1933 Supplement
The OED began to go out of date soon after the first fascicle, A-Ant, was published in 1884. New words continued to be coined, and existing words, already recorded, continued to take on new meanings, or to shift in sense. By the completion of the Dictionary in 1928 its early volumes in particular looked insufficiently in touch with current usage, as witnessed by their exclusion of several hundreds of words which had special resonance for an early 20th-century audience (see further our page on the First Supplement (1933) in OED Editions).
The necessity for eventual supplementation of the OED had been recognized in the terms under which the Philological Society had handed over the Dictionary to Oxford University Press, in an Indenture of 1879 which provided that ‘The Delegates [of OUP] may also at any time, and from time to time, prepare and publish a Supplement or Supplements to the principal Dictionary’ (quoted from OED archives, OED/B/2/1/2). So by the time the last fascicle was published in 1928, ‘a great body of quotations had been amassed with a view to a Supplement on a grand scale, which should not only treat the new words and new meanings that had come into being during the publication of the successive sections…but should also correct and amplify the evidence for what was already in print’ (unpaginated Preface to the Supplement, in Murray 1933). But this, the publishers thought, was too ambitious a scheme. Instead, they decided to produce a single supplementary volume restricted to new words and senses, along with a smaller number of current words which had for some reason been omitted from the main Dictionary.

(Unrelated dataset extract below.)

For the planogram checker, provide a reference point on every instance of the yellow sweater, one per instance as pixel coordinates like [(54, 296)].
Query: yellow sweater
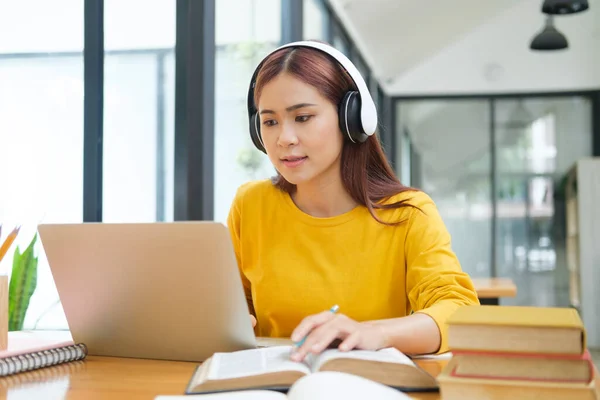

Also included was a most valuable historical introduction, which can (as of January 2019) be read online at the OED website [accessed 31 August 2019], and a bibliography of works cited in the OED, prepared by two of the long-term staff, F. J. Sweatman and H. J. Bayliss. (Unfortunately this was not a complete record; as Craigie and Onions acknowledge in their prefatory note it instead comprised ‘the titles of such works as have been most frequently quoted in the Dictionary’).
The Periodical announced both the new Supplement and the re-issue of the first edition of the OED in its issue of October 1933, p. 91, reproduced below. More information on the Supplement can be found in the 1934 issue of The Periodical, and a fuller account of its construction and editing takes up chapters 2-3 of Brewer 2007b (see also Gilliver 2016 chapter 9). Our page on the First Supplement in OED editions tells you more about its content, and a further page on quotation collection for the work is in preparation in our Quotations section (due for completion in 2020).